CREATE TABLE default.LLM_bitcoin_demo_qa_1
(
    id UInt64,
    article_id String,
    title String,
    author String,
    link String,
    summary String,
    article_rank UInt64,
    summary_feature Array(Float32),
    CONSTRAINT vector_len CHECK length(summary_feature) = 384
)
ENGINE = MergeTree ORDER BY id
""")

### Uploading data

In [37]:
batch_size = 100
for i in tqdm(range(0, len(res), batch_size)):
    # find end of batch
    i_end = min(i+batch_size, len(res))
    client.insert("default.LLM_bitcoin_demo_qa_1 ", data[i:i_end+1].to_records(index=True).tolist(), column_names=data.columns.tolist())
    # get metadata
    # meta = batch.to_dict(orient="records")
get_index_status="SELECT count(*) FROM default.LLM_bitcoin_demo_qa_1"
print(f"index build status: {client.query(query=get_index_status)}")

  0%|          | 0/20 [00:00<?, ?it/s]

index build status: 2783


### Finding top k most relevant contexts 

In [29]:
question = 'what is the difference between bitcoin and traditional money?'
emb_query = retriever.encode(question).tolist()

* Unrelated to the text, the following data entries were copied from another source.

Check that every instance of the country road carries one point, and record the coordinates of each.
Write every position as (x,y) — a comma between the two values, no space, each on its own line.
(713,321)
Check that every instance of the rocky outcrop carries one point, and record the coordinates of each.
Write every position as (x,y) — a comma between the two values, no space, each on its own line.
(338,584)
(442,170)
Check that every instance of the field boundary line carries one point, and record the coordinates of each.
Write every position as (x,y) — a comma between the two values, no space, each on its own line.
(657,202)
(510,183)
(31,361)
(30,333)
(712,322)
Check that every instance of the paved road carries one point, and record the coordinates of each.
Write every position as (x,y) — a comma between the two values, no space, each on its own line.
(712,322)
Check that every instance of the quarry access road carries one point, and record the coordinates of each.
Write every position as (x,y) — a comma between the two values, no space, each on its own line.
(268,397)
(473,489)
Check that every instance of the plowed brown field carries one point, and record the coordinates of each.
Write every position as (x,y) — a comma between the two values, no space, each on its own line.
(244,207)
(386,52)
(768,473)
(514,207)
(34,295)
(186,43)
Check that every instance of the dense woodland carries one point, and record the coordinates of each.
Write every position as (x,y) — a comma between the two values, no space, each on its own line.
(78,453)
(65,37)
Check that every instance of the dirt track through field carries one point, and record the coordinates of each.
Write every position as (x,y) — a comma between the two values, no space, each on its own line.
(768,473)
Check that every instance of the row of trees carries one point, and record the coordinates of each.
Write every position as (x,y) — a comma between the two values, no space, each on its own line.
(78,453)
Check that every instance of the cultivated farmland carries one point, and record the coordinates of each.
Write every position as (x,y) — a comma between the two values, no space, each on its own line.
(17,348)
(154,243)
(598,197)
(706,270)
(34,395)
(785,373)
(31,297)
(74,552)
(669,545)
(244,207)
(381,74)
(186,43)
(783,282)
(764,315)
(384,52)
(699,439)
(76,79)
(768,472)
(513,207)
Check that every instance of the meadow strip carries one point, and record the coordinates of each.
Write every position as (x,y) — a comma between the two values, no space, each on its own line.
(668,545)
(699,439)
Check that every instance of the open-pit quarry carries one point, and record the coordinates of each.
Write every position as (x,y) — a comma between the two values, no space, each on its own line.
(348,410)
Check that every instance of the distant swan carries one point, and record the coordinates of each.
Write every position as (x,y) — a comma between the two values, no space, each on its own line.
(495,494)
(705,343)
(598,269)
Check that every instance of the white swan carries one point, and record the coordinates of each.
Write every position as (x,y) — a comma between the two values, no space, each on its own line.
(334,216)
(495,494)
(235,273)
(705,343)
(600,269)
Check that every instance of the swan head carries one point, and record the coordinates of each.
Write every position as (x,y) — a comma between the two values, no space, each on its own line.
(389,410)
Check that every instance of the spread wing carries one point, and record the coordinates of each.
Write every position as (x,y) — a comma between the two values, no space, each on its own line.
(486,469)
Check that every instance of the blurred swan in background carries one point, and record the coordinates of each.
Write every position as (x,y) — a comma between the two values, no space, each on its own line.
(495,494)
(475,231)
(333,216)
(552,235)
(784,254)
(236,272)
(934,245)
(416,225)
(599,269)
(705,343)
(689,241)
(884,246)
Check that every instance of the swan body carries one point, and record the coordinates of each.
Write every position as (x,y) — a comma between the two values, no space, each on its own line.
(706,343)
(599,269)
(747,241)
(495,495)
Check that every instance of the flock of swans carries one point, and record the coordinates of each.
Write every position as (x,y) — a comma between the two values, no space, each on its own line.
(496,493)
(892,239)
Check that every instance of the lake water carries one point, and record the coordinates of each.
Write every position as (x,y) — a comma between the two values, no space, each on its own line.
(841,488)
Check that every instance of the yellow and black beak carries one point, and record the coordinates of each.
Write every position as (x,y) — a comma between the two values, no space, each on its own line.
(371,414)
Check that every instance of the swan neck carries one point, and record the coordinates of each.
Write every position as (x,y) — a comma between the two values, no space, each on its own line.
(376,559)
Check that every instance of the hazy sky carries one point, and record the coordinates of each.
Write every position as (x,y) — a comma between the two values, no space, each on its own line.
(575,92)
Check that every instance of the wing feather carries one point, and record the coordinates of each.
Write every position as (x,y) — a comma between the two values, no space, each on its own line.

### Filter the result with article_rank < 500

In [30]:
top_k = 10
results = client.query(f"""
SELECT summary, distance('topK={top_k}')(summary_feature, {emb_query}) as dist
FROM default.LLM_bitcoin_demo_qa_1
WHERE article_rank < 500
""")

In [31]:
res = []
for r in results:
    res.append(r[0])

### Get CoT for GPT-3.5

In [32]:
CoT = ''
for i in res:
    CoT += i
CoT += '\n' +'Based on the context above '+'\n' +' Q: '+ question + '\n' +' A: The answer is'

In [33]:
print(CoT)

Bitcoin is the currency of the Internet: a distributed, worldwide, decentralized digital money. Unlike traditional currencies such as dollars, bitcoins are issued and managed without any central authority whatsoever: there is no government, company, or bank in charge of Bitcoin. As such, it is more resistant to wild inflation and corrupt banks. With Bitcoin, you can be your own bank.Bitcoin is the currency of the Internet: a distributed, worldwide, decentralized digital money. Unlike traditional currencies such as dollars, bitcoins are issued and managed without any central authority whatsoever: there is no government, company, or bank in charge of Bitcoin. As such, it is more resistant to wild inflation and corrupt banks. With Bitcoin, you can be your own bank.Bitcoin is the currency of the Internet: a distributed, worldwide, decentralized digital money. Unlike traditional currencies such as dollars, bitcoins are issued and managed without any central authority whatsoever: there is no

### Get result from GPT-3.5

In [35]:
response = openai.Completion.create(
          engine='gpt-3.5-turbo',
          prompt=CoT,
          max_tokens=4000,
          temperature=0,
          top_p=1,
          frequency_penalty=0,
          presence_penalty=0,
          stop=["\n"]
        )

 


In [36]:
print("Example: Retrieval with MyScale")
print('Q: ', question)

print('A: ',response["choices"][0]["text"])

Example: Retrieval with MyScale
Q:  what is the difference between bitcoin and traditional money?
A:  Bitcoin is a decentralized digital currency that is not issued or managed by any central authority, whereas traditional currencies such as dollars are issued and managed by governments or central banks. Bitcoin is also more resistant to inflation and corruption in the banking system, and allows individuals to be their own bank.


We return a complete and detailed answer. We have recieved great results.